Kadın Cinayetlerini Durduracağız Platformu'nun Ekim ayı raporuna göre 21 kadın erkekler tarafından katledildi, 8 kadın ise şüpheli bir şekilde yaşamını yitirdi. Kadınlar en çok evlerinde öldürüldü.

Kadın Cinayetlerini Durduracağız Platformu Ekim ayı raporunu yayınladı. Buna göre 21 kadın erkekler tarafından katledildi, 8 kadın ise şüpheli bir şekilde yaşamını yitirdi. Öldürülen 21 kadından 12’sinin neden öldürüldüğü tespit edilemedi, 9’u de boşanmak istemek, barışmayı reddetmek, evlenmeyi reddetmek, ilişkiyi reddetmek gibi kendi hayatına dair karar almak isterken öldürüldü.

KADINLAR, BİRLİKTE OLDUKLARI ERKEKLER TARAFINDAN ÖLDÜRÜLÜYOR

Ekim ayında öldürülen 21 kadının 6’sı birlikte olduğu erkek, 5’i evli olduğu erkek, 5’i  tanıdık birisi, 1’i eskiden evli olduğu erkek, 1’i eskiden birlikte olduğu erkek ve 1’i de kardeşi tarafından öldürülmüştür. 2 kadının ölümüne sebep olan kişilerin yakınlık durumu tespit edilememiştir.

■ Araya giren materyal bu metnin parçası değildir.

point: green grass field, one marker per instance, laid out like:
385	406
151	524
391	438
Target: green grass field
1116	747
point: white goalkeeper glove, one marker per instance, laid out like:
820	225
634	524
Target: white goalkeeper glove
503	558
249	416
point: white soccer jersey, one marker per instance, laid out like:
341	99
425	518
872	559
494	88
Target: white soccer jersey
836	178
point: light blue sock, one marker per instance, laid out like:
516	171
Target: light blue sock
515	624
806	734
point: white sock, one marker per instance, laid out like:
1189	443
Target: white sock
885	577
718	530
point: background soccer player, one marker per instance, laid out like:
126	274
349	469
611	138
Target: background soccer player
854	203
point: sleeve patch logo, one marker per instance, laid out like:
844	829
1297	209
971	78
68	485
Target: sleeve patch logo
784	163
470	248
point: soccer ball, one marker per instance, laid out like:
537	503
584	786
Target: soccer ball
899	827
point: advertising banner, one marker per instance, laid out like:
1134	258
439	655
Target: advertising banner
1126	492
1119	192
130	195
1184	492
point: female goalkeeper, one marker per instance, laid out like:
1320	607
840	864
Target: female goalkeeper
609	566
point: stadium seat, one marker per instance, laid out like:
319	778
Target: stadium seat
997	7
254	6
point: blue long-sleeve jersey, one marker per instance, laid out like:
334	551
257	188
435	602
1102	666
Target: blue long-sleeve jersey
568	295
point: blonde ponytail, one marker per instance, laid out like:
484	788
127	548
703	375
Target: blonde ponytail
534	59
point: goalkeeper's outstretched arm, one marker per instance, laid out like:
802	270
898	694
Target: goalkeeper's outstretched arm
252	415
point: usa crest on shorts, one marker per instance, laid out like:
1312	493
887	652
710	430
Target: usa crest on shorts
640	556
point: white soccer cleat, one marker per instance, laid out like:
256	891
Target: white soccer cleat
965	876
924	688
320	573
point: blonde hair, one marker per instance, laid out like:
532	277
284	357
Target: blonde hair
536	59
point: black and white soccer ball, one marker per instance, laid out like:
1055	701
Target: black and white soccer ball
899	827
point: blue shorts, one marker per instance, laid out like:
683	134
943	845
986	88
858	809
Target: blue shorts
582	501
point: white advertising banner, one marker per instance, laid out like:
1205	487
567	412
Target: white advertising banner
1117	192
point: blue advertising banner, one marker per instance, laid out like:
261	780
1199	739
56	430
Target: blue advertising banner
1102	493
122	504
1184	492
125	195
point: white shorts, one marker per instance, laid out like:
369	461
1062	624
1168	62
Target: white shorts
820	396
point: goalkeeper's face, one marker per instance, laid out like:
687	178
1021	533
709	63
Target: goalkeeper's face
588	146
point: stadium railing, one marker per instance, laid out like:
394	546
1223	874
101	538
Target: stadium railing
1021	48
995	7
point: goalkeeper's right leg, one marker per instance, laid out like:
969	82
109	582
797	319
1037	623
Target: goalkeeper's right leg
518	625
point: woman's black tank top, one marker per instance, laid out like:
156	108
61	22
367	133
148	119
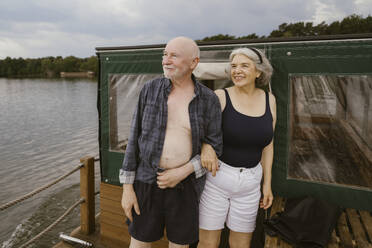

EN ÇOK EVLERİNDE ÖLDÜRÜLÜYOR

Kadınların 12’si evinde, 2’si arabada, 2’si işyerinde, 2’si sokak ortasında, 1’i de ıssız bir yerde, 1’i kuaförde öldürülmüştür. 1’inin öldürüldüğü yer tespit edilememiştir. Bu ay öldürülen kadınların yüzde 57’si evlerinde öldürüldü.

İYİ HAL VE HAKSIZ TAHRİK İNDİRİMLERİ UYGULANIYOR

Ekim ayında da birçok kadına yönelik şiddet ve kadın cinayeti davasında kadın düşmanı ve eşitlikçi olmayan kararların alındığını kaydeden platform, "Kaçma şüphesi bulunmadığı' gerekçe gösterilerek İpek Er’in ölümünde şüpheli olarak yargılanan Musa Orhan’ın “nitelikli cinsel istismar” suçundan tutuksuz yargılanmasına devam edilmesine rağmen kadın yönelik şiddeti durdurmaya çalışırken ölüme sebebiyet veren Kadir Şeker’e 12 yıl 6 ay hapis cezası verilmesi ülkemizde mevcut adalet sisteminin en somut yansıması oldu. Bunlar, toplumsal cinsiyet eşitsizliği gerçeğinin yok sayılarak, kadın düşmanı olduğu kadar faillerin sırtını sıvazlayan yansımalar da olduğunu biliyoruz. Adalete olan güvenin çokça sorgulandığı Ekim ayında birçok kadına yönelik şiddet ve kadın cinayeti davasında iyi hal ve haksız tahrik indirimi uygulandığını gördük. Kadına yönelik şiddet ve kadın cinayeti davalarında kullanılan bu indirimler ve toplumsal cinsiyet eşitsizliği yokmuşçasına verilen cezalar failleri korumakta, bundan sonra gerçekleşebilecek şiddet ve cinayetlerin de önünü açmaktadır. İstanbul Sözleşmesi’nin yargılama ve kovuşturma konusunda getirdiği tedbirlerin uygulanması en önemli adımlardan birisidir" ifadelerine yer verdi.